Привычная картина: в четвертый раз противник покидает под его натиском укрепленные стены. Когда-то был Перегуд с пришельцами-норками, затем ромейская Дикея, болгарский Хаскиди, теперь вот ирхонская Балахна. Но для не искушенных в осадах хазар это явилось настоящим колдовством: какая-то возня со снежной горкой – и неприятель уже бежит со всеми своими стадами и скарбом куда-то прочь.
– Я считал, что ты хорош на поле боя, а ты оказывается, еще вон что умеешь, – разоткровенничался на пиру в хорошо натопленной избе Балахны Эктей. – Теперь я понимаю, почему тебя все называют Дарник Завоеватель. Ты завоевываешь не только чужие земли, но и сердца своих воинов.
Рыбья Кровь слушал его восхваления, с легкой досадой: неужели всю жизнь его только за воинские победы и будут славить?!
Разместив в тепле и безопасности оба полка, он дал себе несколько дней полного покоя. Благо и отговорка нашлась подходящая – пленница Чинчей. Она действительно была красавицей, как он сумел рассмотреть на третью ночь. Черные блестящие глаза с голубоватыми белками, яркие полные губы, изящные кисти рук, высокая грудь, непривычно длинные для степных прелестниц ноги – все было при ней. Ну и главная примечательность – неутихающая ненависть, исходящая от нее. То, что она с ним упорно продолжала молчать, вообще придавало всей ситуации какой-то смешной оттенок. Уж чем-чем, а молчанием его еще никто не мог вывести из себя.
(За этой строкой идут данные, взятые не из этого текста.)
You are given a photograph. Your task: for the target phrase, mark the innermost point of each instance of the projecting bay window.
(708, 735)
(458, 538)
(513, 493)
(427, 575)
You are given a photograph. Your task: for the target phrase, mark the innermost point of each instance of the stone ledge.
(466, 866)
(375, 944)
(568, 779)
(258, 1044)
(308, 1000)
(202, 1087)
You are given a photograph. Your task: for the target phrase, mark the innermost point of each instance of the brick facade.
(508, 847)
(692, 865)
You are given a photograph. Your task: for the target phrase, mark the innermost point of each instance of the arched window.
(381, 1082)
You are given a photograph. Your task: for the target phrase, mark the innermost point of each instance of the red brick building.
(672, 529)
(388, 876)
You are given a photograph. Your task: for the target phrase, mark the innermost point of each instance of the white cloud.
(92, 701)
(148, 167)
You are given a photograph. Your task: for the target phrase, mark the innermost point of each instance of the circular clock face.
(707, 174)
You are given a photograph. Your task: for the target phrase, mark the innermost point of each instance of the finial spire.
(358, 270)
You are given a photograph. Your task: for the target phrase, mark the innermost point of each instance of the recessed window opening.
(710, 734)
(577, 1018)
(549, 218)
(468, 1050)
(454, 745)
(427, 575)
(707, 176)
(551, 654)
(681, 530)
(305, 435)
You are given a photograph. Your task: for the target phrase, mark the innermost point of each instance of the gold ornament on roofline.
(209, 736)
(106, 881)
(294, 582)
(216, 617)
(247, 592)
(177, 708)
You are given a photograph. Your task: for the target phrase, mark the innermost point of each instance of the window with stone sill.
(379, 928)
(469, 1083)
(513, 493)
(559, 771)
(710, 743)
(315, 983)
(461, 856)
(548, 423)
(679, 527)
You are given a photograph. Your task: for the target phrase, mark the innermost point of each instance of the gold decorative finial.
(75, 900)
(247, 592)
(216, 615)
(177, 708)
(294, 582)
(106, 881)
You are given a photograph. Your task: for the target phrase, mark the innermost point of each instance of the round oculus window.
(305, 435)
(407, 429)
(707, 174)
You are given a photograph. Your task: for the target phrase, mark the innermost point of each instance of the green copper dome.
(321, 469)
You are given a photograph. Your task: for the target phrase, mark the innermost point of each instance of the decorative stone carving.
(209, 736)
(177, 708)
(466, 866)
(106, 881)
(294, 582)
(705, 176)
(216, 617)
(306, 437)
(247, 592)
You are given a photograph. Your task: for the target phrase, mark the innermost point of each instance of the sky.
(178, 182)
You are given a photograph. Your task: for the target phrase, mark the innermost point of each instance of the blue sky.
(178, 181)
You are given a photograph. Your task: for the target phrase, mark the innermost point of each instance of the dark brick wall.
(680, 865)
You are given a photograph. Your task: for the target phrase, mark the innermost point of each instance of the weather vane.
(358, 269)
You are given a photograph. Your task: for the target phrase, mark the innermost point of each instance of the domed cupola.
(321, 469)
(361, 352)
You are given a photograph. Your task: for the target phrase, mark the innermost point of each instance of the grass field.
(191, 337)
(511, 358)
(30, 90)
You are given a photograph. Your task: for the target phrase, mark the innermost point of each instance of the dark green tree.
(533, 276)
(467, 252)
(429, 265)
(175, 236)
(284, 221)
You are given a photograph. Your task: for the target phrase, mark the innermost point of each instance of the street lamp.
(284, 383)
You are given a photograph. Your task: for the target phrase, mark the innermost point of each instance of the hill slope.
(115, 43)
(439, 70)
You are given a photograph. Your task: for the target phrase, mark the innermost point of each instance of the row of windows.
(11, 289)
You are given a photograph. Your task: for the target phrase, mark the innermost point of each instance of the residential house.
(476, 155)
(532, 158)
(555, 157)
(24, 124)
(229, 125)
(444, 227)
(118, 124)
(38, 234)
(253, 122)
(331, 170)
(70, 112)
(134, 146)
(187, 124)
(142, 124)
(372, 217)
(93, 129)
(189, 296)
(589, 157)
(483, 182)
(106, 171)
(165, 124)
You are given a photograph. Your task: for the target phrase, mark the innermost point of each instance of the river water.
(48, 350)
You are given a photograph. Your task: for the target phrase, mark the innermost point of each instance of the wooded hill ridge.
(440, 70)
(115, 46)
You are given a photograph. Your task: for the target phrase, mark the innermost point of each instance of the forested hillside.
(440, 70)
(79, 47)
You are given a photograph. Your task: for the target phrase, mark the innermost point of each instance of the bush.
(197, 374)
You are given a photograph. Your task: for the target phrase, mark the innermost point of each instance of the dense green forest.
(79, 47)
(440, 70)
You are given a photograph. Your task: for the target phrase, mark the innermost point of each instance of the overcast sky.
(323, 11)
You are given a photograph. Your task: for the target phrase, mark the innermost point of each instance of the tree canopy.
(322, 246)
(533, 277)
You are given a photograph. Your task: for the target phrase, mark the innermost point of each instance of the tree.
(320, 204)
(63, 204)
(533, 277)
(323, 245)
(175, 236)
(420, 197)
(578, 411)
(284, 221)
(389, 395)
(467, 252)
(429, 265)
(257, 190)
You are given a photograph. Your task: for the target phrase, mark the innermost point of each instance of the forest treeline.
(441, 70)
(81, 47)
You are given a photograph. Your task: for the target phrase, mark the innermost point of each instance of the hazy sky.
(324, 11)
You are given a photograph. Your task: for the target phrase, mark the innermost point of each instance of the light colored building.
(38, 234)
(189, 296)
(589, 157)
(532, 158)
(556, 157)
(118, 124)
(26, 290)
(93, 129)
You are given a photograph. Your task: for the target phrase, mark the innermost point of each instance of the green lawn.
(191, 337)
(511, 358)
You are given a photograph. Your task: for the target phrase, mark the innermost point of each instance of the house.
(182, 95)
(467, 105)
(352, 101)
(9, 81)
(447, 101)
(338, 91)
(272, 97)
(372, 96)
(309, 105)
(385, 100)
Однако надежда князя обрести ирхонскую разновидность стратигиссы Лидии не оправдала себя. Три ночи отталкивая от себя его руки, на четвертую ночь Чинчей почему-то забыла это сделать и случилось то, что должно было случиться. Причем переход от решительного отталкивания к самой неистовой страсти получился столь резким, что Рыбья Кровь порядком опешил. Привыкнув считать, что чем женщина красивей, тем меньше она хороша в любовных делах, мол, я и так хороша, чтобы еще стараться, он был немало удивлен, обнаружив в сей пленнице настоящего любовного воина. Весь ее вид и поступки, казалось, говорили: ты подверг меня насилию, ну так я посмотрю, сколько такого насилия выдержишь ты сам! Они по-прежнему не обменялись ни одним словом, хотя он слышал, как она что-то говорила арсам по-словенски. Не делала она и явных призывных знаков или движений. Просто как-то по-особому замрет или чуть изогнет свой стан, стоя к нему боком или спиной, и он знал – она ждет его – и уже не мог не заключить ее в объятия.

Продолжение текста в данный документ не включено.